De acordo com Amorim, que é médico-cirurgião, o material, além de ilegal, provoca riscos à saúde de meninas e mulheres, visto que pode causar óbito por conta de possíveis problemas de coagulação ou coronários que a gestante pode ter, mesmo sem conhecimento. O material foi entregue pelo vereador Pedro Duarte (Novo) ao colega e a autoria é de uma organização voltada para o ensino das técnicas.
Para o conservador, o conteúdo quer estimular a política do aborto, sem levar em conta os riscos do procedimento feito de forma amadora.
“Querem lacrar e pouco se importam se esta criança ou jovem irá morrer ao tentar interromper a gestação”, alertou.

Em seguida, o vereador Rick Azevedo (PSOL) contestou Amorim e citou uma ocupação de sem-tetos na Região Portuária, pedindo “para se preocupar com quem está vivo”.
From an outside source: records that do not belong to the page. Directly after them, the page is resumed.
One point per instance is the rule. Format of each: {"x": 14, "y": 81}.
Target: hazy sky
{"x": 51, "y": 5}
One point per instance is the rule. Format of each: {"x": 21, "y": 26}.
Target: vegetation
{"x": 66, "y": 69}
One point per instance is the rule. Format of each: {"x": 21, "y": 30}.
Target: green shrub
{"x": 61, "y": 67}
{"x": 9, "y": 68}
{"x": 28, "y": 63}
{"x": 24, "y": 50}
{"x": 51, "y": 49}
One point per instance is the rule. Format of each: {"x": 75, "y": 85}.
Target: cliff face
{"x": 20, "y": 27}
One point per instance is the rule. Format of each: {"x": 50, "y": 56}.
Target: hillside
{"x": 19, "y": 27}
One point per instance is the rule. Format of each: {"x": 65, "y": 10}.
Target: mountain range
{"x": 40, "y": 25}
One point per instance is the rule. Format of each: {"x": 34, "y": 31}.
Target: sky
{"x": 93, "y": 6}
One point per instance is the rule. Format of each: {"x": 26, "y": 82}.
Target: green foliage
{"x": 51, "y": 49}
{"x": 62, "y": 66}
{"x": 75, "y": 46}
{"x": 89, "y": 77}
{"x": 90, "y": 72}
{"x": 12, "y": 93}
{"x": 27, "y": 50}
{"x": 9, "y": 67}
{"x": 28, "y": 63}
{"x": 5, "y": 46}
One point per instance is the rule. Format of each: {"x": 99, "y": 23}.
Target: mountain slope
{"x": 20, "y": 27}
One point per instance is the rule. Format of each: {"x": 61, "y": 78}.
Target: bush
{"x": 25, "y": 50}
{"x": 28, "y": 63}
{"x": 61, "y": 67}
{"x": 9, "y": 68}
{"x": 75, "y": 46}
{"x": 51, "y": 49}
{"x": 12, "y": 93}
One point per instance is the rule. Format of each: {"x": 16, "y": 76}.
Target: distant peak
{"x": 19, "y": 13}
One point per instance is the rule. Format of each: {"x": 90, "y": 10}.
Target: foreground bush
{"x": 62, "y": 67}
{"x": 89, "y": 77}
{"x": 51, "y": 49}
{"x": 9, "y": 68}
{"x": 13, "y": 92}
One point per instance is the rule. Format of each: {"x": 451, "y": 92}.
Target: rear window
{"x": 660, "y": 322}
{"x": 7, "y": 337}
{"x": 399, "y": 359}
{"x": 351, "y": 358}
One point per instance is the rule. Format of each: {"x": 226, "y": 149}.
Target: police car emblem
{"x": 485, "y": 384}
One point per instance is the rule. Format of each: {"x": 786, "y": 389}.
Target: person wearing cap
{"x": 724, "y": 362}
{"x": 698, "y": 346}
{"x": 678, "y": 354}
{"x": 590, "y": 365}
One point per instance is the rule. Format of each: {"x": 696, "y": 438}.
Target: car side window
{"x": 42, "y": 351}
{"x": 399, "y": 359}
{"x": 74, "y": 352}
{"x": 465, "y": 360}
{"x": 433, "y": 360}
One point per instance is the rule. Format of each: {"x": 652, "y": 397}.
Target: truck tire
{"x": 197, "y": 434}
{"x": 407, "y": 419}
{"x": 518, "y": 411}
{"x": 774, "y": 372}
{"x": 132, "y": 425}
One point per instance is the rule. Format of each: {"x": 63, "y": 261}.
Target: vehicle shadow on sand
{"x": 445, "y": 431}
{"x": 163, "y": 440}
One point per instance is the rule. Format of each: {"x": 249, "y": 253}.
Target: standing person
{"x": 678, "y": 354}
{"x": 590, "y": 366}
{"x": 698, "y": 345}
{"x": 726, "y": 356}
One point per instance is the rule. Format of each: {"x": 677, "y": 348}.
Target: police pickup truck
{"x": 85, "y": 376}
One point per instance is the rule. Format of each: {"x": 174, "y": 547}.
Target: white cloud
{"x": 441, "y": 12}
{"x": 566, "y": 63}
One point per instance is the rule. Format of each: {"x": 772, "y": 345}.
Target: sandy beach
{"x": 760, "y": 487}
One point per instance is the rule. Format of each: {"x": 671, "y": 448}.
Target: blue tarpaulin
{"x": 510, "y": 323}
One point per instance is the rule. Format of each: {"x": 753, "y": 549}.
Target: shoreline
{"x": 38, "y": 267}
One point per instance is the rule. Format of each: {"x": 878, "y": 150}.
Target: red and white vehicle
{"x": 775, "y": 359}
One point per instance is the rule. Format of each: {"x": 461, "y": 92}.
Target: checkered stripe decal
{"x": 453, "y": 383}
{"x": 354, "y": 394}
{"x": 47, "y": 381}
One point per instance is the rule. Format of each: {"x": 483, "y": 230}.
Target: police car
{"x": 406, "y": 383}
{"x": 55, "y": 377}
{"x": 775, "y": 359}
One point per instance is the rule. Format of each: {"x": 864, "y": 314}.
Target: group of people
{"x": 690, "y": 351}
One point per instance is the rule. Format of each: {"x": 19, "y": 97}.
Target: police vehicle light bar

No mês passado, Rogério Amorim protagonizou uma discussão ao ter aprovado um projeto de lei que obrigada a rede de saúde no município ter informações sobre os danos do aborto à saúde e à vida da gestante. O material foi duramente criticado pela esquerda e até pela secretária municipal da Mulher, Joyce Trindade, que deixou o cargo por dois dias em resposta à aprovação do PL, que leva o nome da líder do PSD, partido de Joyce, na coautoria, a decana Rosa Fernandes. Além de Rosa, outras mulheres como Talita Galhardo (PSDB) votaram a favor da matéria e acabaram, por tabela, ofendidas por Joyce.